Quelle est la relation des habitants avec les professionnels ?

La population française entretient un rapport très fort à son lieu de vie, il reflète son identité. Renouveler le rapport constructeur-habitant peut permettre d’innover mais aussi de rééquilibrer les relations : le maître d’ouvrage devient ainsi plus légitime, ses choix sont appuyés par les habitants.

Différentes catégories de professionnels participent à ces opérations en affichant une vision éthique de l’habitat et une préoccupation pour sa qualité. Ils prônent la diversité et dénoncent une tendance à l’uniformisation et à la production de logements standardisés. Il s’agit : d’architectes ayant des postures réflexives sur leurs activités professionnelles ; d’accompagnateurs de divers horizons (conseil, urbanisme, bâtiment, animation, etc.) ; de maîtres d’ouvrage du monde HLM (notamment les coopératives d’HLM ou des bailleurs sociaux innovants).

Pour les projets d’habitat collectif, un nouvel acteur peut jouer le rôle de tiers comme « accompagnateur », en position de médiation avec les habitants. Cette nouvelle fonction émerge et pourrait pénétrer l’univers du bâtiment traditionnel. Certains militent pour un nouveau métier, d’autres pour un renouvellement des postures professionnelles. Qu’il s’agisse d’un architecte médiateur, d’un assistant à maitrise d’usage, ou d’un ingénieur accompagnateur, l’objectif est de faciliter les relations et la compréhension entre habitants et constructeurs, de travailler dans un contexte marchand et institutionnel tout en permettant l’implication des usagers.

Quels sont les effets de la conception participative dans le logement neuf ?

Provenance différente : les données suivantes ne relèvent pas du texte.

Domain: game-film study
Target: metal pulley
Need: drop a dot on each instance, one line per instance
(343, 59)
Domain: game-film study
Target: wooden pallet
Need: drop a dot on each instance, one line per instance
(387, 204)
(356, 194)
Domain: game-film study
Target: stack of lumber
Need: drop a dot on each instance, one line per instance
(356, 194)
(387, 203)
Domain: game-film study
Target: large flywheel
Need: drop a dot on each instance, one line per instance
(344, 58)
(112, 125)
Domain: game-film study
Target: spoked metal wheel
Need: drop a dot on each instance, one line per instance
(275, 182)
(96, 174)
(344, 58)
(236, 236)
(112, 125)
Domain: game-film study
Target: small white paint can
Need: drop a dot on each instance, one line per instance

Impliquer les habitants dans le processus de création d’une opération d’habitat produit des effets sur les choix constructifs. La forme des immeubles s’en trouve modifiée : par une mixité sociale et une densité plus marquées, ce qui entraîne des marges de manœuvre budgétaires ; par des circulations par coursives, ce qui permet la conception d’appartements traversants ; ou encore par des façades moins uniformes répondant aux attentes des habitants. Les habitants tendent à personnaliser leurs appartements en intégrant l’adaptabilité et la réversibilité des logements, par exemple grâce à des cloisons mobiles. Les espaces partagés seront pensés comme lieux de vie, propices aux projets collectifs. L’acculturation des habitants en matière de choix énergétiques et environnementaux permet de prendre la mesure des contraintes réglementaires et budgétaires et aide les professionnels à mieux appréhender les usages. La participation va permettre des choix techniques plus proches de leurs attentes et de leurs besoins et donc de minimiser le décalage entre l’habitat performant et l’habité, et de réduire la défiance des habitants vis-à-vis des technologies.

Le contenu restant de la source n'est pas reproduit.